When it comes to newspaper correction notices, it doesn’t get much bigger than this. A respected Atlantic Canada broadsheet apologizes to the country’s Prime Minister for an error in a story concerning the PM’s attendance at the funeral of a former governor-general. Furthermore, the apology is necessitated not by errors of fact; rather, it concerns what was apparently either outright fabrication or the insertion of gossip or speculation — on the newspaper’s copy desk, of all places.
Many Canadians will remember the controversy that erupted in the wake of the Prime Minister’s attendance at the funeral mass for former governor-general Romeo LeBlanc on July 3. Like others in attendance, Harper went forward during the mass to celebrate the eucharist, during which a priest traditionally places a wafer (or the “host”), considered the body of Christ, on the tongue of each celebrant.
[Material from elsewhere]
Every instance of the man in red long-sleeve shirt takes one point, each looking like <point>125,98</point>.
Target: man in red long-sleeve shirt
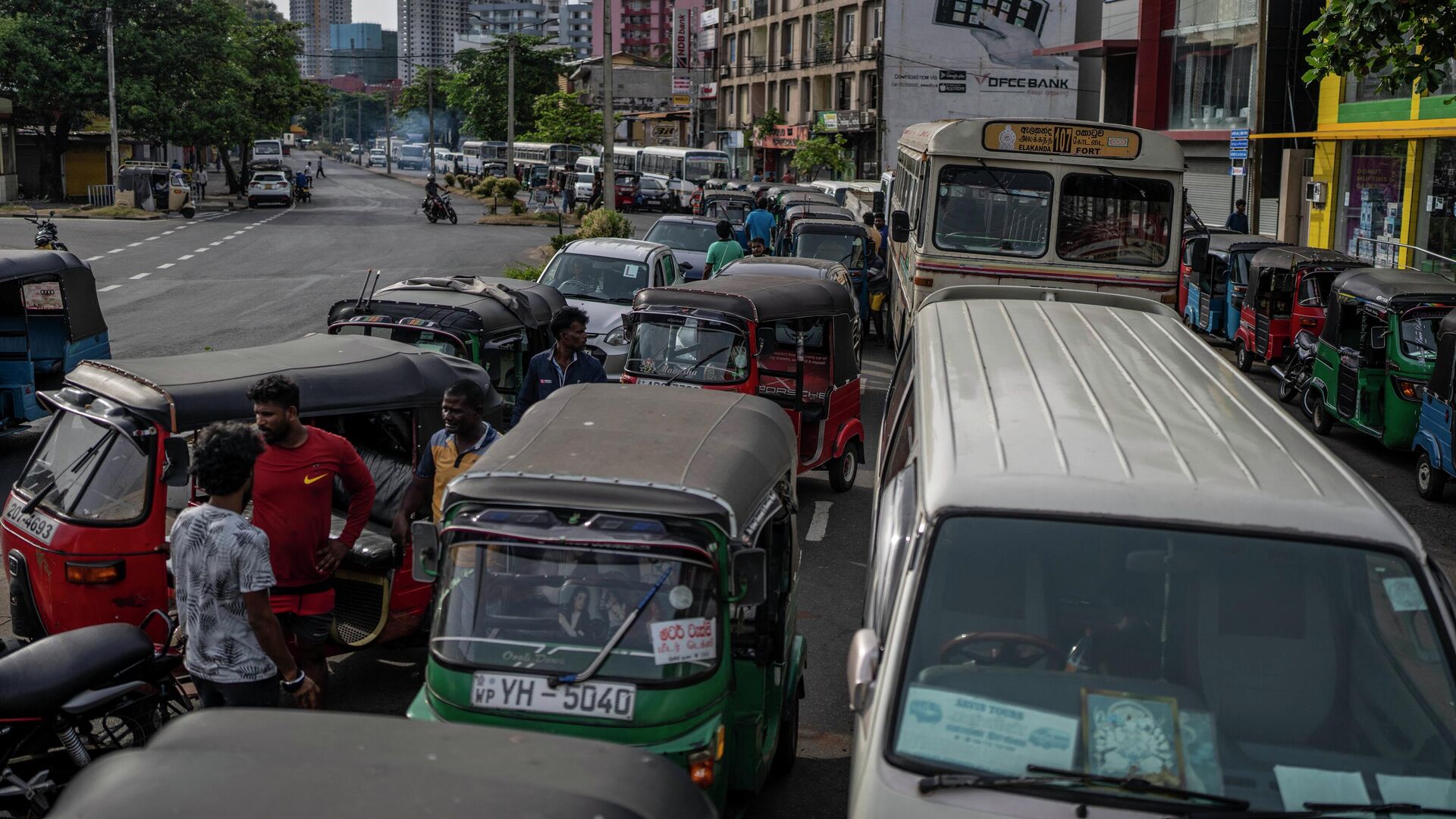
<point>293,497</point>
In the Telegraph-Journal’s story, written by reporters Rob Linke and Adam Huras in nearly Memramcook, N.B., the newspaper asserted that the Prime Minister had tucked the wafer into his pocket, sparking follow-up queries and stories by other news organizations and a low-level national debate about the propriety of partaking or abstaining from religious rituals when they are not one’s own.
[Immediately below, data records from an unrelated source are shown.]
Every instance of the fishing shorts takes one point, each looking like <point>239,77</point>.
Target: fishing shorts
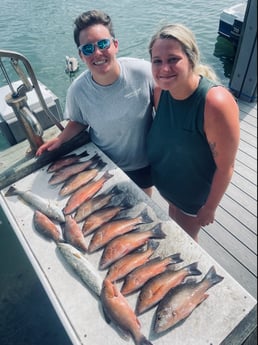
<point>142,177</point>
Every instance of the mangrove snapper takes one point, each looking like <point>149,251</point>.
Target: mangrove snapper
<point>73,233</point>
<point>124,244</point>
<point>139,276</point>
<point>82,178</point>
<point>45,206</point>
<point>180,301</point>
<point>112,229</point>
<point>82,266</point>
<point>118,310</point>
<point>64,161</point>
<point>85,193</point>
<point>68,171</point>
<point>94,204</point>
<point>46,227</point>
<point>100,217</point>
<point>156,288</point>
<point>129,262</point>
In a blog post today, Montreal-based journalist Craig Silverman, Canada’s undisputed king of chroniclers when it comes to media corrections, notes that the names of the newspaper’s publisher and editor-in-chief don’t appear in today’s editions, promising to keep an eye on developments in the executive suite. Silverman’s reputable website, Regret the Error, also notes that the paper took tough action earlier this year with a summer intern who misstated some facts in a story about the University of New Brunswick’s decision to grant an honorary degree to Premier Shawn Graham. Silverman, in fact, wrote a column for the Columbia Journalism Review on that issue.
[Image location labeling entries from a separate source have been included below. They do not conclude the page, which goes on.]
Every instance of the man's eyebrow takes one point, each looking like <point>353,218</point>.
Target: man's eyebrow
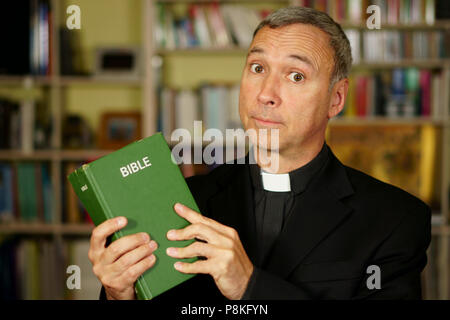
<point>292,56</point>
<point>303,59</point>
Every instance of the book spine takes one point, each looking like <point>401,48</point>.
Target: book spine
<point>85,186</point>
Today’s Telegraph-Journal’s apology is directed to the Prime Minister, as well as to its two reporters. No mention of what consequences, if any, will be felt by the copy editor(s) responsible. The T-J’s editor-in-chief, by the way, is Shawna Richer, whose byline may be remembered by readers of The London Free Press and The Globe and Mail. Update: CBC News reported this evening that Richer has been fired and that Jamie Irving is no longer the newspaper’s publisher.
The irony won’t be lost on any journalist: Editors and others who deal with copy are at their desks expressly for the purpose of ensuring accuracy. And although editing mistakes happen as easily as they do at the reporting level, it’s unlike copy editors to deliberately insert erroneous facts.
And if “transparency is the new objectivity,” events at the Telegraph-Journal, despite today’s embarrassment and prostration, are still less than perfectly clear.